Montag, 13. Dezember 2004

Thabo Mbeki

Thabo Mbeki
Das Schweigen begegnet uns (auch) auf allerhöchster Ebene, im Ordinariat des Bischofs, im Ministerbüro, im Umfeld des Präsidenten. Nehmen wir den Tag im Oktober 2001, an dem eine Fragestunde zum Thema HIV/Aids im Südafrikanischen Parlament zu Kapstadt angesetzt ist. Thabo Mbeki, der Staats- und Regierungschef soll die Maßnahmen seines Kabinetts erläutern. Aber er antwortet nicht auf die Fragen der Abgeordneten. Er liest einen vorbereiteten Text ab, monoton, unbeirrbar, mit einem Schuss jener Arroganz, die die Macht verleiht. Der Präsident bezweifelt die hohe Infektionsrate in Südafrika und präsentiert veraltete Statistiken der Weltgesundheitsorganisation. Die ausländischen Beobachter auf der Pressetribüne schütteln den Kopf. Wie kann der Präsident des Landes mit der weltweit höchsten Zahl von Infizierten – damals bereits 4.7 Millionen Menschen! – die Lage bagatellisieren? Was treibt ihn dazu, den kausalen Zusammenhand von HIV und Aids zu bestreiten? Die Kommentatoren haben simple Erklärungen zur Hand. Mbeki verhalte sich typisch afrikanisch – unbelehrbar und borniert. Er sei, wie so viele Politiker auf diesem Kontinent, eben auch ein Anhänger der „Voodoo-Wissenschaft“.

Ist es wirklich so einfach?
Um Mbekis Haltung zu begreifen, müssen wir uns noch einmal vor Augen führen, wie die Aids-Pandemie weltweit wahrgenommen wird: als „schwarze“ Seuche, die zum Ende des 20.Jahrhunderts aus dem mittelalterlichen Dunkel Afrikas kroch. Hier sprang das Virus vom Tier auf den Menschen über, hier begann seine tödliche Passage um den Globus. Die Auslöser des Unheils waren nach allgemeiner Überzeugung primitive Urwaldmenschen, die Affenfleisch essen. Zum Common Sense gehört ferner, dass die Afrikaner das Virus durch ihr zügelloses Sexualleben verbreiten. Sie „schnakseln“ halt gern, sagt die bayerische Plapperfürstin Gloria von Thurn und Taxis – als ob mehr Sex etwas Verwerfliches wäre. Recht hat sie, rülpst der Stammtisch. Aber solche Klischees werden auch in gebildeten Ständen gepflegt, sie passen ins präformierte Bild von Afrika.

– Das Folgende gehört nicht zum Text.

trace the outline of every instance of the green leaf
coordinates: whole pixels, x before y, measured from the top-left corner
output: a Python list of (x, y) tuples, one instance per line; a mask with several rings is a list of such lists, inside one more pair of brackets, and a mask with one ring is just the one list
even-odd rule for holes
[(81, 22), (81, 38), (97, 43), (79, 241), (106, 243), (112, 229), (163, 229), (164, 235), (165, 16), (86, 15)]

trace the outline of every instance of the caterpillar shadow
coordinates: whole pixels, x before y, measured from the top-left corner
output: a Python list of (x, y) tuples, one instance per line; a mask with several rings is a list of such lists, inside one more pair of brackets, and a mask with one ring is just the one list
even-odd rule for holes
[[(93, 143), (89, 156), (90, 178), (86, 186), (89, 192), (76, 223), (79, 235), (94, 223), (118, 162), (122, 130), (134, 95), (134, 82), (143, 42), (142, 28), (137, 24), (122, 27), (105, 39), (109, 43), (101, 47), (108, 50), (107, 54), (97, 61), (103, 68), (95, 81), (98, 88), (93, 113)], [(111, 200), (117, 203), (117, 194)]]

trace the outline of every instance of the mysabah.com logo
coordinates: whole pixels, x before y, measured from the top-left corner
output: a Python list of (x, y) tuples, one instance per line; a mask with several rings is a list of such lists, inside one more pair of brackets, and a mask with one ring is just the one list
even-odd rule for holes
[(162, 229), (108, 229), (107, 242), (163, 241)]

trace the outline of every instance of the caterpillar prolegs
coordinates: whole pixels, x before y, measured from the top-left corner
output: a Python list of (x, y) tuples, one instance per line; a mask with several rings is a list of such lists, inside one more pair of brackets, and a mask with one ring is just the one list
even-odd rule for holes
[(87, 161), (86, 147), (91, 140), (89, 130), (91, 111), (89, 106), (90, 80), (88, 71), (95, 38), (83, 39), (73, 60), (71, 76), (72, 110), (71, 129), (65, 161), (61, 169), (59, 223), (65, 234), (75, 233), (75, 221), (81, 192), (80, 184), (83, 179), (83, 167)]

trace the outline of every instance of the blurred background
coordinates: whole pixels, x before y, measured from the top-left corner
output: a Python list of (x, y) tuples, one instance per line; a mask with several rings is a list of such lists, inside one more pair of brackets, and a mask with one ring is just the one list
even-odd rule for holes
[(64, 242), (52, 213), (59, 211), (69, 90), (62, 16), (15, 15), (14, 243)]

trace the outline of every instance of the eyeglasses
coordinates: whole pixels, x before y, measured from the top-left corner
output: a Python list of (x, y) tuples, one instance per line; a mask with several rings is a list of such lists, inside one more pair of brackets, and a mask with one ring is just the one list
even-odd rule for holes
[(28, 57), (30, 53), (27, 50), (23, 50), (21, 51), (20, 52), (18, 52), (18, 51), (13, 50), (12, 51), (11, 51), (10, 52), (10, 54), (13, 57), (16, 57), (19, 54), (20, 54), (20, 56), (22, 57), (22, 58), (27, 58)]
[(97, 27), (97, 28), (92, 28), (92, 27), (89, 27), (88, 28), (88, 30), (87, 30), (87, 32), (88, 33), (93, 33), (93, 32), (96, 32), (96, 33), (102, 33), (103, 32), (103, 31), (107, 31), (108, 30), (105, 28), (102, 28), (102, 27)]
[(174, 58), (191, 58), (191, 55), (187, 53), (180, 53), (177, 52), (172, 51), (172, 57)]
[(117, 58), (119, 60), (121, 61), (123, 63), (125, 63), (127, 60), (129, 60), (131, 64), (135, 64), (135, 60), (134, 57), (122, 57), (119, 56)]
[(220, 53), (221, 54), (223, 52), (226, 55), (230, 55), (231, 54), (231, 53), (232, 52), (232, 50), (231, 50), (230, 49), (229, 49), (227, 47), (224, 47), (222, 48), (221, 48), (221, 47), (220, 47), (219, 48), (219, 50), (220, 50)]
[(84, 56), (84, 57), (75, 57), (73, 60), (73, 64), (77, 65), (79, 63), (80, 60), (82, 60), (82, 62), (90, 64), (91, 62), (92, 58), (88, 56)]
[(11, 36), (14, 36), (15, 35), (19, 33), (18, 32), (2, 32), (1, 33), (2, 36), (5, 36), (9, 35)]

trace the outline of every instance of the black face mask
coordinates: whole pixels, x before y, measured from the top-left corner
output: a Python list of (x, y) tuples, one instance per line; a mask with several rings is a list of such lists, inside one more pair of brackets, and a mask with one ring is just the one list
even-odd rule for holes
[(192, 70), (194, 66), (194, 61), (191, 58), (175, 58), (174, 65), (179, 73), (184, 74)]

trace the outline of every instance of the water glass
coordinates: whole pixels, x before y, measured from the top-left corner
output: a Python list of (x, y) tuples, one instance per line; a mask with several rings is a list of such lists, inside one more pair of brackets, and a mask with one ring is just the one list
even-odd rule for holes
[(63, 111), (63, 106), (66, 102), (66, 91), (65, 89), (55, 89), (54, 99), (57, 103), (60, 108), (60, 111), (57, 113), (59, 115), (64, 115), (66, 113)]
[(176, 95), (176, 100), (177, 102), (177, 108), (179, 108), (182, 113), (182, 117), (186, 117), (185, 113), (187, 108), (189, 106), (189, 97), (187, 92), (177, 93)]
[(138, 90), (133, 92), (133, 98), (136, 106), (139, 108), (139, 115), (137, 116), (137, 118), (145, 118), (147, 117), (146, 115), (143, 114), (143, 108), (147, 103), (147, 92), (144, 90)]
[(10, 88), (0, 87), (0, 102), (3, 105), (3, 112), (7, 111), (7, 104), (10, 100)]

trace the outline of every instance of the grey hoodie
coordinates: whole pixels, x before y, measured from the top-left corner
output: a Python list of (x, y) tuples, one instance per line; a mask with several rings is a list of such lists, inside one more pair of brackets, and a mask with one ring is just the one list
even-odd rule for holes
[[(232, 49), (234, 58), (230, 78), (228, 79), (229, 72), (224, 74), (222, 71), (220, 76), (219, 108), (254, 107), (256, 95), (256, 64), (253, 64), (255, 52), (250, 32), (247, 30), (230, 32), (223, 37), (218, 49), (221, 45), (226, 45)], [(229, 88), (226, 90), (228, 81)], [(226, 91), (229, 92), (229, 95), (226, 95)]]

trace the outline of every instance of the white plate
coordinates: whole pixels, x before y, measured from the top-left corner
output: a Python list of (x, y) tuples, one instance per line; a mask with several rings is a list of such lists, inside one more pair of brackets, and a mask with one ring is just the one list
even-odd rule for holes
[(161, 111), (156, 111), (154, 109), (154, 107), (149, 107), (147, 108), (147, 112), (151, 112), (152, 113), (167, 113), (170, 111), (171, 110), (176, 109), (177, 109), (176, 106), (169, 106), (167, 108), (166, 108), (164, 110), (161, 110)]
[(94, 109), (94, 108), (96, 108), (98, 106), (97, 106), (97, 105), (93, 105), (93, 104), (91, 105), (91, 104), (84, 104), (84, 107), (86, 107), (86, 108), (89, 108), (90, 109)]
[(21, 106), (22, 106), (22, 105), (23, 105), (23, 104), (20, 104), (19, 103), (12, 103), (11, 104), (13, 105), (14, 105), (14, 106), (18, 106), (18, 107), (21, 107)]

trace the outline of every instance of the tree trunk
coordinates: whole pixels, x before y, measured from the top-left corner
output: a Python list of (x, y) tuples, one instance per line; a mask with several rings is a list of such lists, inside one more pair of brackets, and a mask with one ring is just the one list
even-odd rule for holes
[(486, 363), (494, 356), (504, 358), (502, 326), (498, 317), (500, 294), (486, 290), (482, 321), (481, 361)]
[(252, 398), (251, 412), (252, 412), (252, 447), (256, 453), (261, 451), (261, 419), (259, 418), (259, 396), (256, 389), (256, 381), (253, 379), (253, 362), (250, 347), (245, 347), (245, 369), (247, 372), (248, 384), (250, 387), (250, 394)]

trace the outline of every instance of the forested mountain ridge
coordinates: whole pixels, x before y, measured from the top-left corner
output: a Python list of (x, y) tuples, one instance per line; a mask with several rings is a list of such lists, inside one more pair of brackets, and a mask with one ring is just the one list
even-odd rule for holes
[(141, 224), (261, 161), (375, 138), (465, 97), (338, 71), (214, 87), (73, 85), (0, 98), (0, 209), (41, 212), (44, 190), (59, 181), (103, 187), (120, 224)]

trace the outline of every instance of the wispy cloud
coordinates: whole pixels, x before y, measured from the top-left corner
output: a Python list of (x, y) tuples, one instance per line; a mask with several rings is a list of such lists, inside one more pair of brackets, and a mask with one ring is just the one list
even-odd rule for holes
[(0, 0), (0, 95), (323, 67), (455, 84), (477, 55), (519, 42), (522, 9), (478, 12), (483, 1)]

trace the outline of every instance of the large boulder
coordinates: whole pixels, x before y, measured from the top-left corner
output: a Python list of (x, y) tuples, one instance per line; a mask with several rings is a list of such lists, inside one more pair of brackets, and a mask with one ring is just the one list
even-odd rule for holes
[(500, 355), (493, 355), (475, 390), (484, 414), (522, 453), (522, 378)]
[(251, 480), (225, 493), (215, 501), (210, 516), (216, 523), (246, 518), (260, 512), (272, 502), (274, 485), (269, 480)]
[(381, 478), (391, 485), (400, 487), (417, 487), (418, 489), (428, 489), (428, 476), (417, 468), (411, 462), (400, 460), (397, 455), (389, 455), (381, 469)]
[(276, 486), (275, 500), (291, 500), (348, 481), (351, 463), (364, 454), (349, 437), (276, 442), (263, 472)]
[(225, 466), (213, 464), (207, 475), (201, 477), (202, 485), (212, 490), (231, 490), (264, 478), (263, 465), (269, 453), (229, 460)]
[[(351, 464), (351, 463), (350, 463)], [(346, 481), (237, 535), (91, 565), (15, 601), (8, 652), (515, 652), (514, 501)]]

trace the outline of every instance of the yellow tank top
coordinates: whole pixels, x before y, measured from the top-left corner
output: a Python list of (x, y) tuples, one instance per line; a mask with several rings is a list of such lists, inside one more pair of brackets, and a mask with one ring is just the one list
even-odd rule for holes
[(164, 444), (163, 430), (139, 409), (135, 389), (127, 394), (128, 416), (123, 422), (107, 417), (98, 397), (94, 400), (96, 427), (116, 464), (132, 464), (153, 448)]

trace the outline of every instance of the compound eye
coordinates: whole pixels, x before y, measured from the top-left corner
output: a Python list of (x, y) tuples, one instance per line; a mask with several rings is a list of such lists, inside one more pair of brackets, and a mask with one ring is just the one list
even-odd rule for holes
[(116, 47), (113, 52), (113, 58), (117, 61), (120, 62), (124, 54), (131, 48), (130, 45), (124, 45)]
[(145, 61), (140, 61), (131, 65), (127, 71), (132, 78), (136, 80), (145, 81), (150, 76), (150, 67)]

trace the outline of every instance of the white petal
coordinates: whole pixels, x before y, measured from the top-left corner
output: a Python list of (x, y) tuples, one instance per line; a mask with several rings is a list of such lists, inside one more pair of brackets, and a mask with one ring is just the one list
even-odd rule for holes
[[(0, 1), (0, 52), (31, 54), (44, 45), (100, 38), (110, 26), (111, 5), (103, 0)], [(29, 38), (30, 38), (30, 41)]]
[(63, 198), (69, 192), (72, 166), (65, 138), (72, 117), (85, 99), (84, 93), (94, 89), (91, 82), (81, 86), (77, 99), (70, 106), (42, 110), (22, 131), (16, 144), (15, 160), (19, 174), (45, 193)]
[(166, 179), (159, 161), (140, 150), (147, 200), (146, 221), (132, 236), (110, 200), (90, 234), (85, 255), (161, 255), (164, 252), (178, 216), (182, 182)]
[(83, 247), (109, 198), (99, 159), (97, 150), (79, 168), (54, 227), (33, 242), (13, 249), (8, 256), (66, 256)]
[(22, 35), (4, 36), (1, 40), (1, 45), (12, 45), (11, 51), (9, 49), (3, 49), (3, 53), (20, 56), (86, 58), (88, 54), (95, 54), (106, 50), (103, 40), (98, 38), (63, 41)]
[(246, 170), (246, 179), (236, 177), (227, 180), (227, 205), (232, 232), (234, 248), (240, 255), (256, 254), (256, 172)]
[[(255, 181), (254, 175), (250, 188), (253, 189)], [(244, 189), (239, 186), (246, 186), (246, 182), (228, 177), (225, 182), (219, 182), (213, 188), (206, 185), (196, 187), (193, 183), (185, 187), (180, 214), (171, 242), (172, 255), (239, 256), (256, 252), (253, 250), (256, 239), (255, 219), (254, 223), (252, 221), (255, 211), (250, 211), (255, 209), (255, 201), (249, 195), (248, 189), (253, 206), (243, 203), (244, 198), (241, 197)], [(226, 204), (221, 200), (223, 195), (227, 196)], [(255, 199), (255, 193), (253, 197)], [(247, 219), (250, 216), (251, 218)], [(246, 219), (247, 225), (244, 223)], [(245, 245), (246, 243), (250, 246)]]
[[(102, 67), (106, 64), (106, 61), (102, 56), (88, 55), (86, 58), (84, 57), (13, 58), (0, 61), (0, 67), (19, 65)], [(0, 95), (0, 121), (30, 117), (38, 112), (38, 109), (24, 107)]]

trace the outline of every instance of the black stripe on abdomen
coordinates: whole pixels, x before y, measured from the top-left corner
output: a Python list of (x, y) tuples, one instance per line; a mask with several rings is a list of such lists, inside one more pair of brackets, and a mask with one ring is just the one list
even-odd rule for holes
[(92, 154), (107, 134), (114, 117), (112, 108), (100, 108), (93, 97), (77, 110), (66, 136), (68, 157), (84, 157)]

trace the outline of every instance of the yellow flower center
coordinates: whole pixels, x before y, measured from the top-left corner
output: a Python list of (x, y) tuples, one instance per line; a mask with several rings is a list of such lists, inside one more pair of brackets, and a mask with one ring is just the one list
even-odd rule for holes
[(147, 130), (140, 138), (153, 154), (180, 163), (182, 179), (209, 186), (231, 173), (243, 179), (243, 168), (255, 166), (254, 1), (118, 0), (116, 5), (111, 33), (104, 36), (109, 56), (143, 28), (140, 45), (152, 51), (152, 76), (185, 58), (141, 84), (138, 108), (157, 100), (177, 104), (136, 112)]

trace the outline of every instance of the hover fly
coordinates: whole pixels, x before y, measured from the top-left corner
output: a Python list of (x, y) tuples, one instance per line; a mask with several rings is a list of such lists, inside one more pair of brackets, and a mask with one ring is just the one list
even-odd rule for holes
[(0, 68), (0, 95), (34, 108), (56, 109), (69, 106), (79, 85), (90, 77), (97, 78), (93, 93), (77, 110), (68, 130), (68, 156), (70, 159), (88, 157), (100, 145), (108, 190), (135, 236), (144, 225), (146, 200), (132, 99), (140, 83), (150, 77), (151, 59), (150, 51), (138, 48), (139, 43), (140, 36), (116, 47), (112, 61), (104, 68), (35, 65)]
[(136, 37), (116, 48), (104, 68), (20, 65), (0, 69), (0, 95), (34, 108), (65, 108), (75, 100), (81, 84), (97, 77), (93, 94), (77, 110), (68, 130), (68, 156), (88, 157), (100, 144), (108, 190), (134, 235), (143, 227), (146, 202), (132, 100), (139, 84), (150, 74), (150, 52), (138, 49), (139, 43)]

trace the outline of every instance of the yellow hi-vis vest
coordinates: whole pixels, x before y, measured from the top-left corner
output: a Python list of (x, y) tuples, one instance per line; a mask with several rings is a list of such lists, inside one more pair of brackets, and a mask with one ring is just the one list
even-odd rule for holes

Ein Mann wie Thabo Mbeki, der die Vision von der African Renaissance entworfen hat, die Erneuerung des Kontinents aus eigener Kraft, muss die immer gleichen Stereotype als tiefe Kränkung empfinden. Was soll er dazu sagen, wenn ihm ein weißer Ingenieur per e-mail mitteilt, da Aids gar nicht schnell genug gehen könne, damit die „Kaffern“ endlich verrecken? Mbeki gehört zu einer Generation, die ihr Leben dem Befreiungskampf gegen die Apartheid gewidmet hat, gegen ein System, das dieses kranke Denken kultivierte. Nun, da die Apartheid überwunden wurde, sterben die Befreiten. Man sucht händeringend nach Erklärungen, warum das so ist. Und entdeckt die Hypothesen von David Rasnick oder Peter Duesberg, zwei der so genannten Aids-Dissidenten aus Amerika. Sie reden von der „Viruslüge“. Bestreiten, dass HIV sexuell übertragen wird und zu Aids führt. Behaupten, die Armut sei die wahre Ursache des Massensterbens. Die neue südafrikanische Machtelite nimmt derartige Irrlehren gerne auf. Denn durch sie lässt sich die Pandemie auf die elenden Lebensbedingungen zurückführen, welche die Apartheid hinterlassen hat.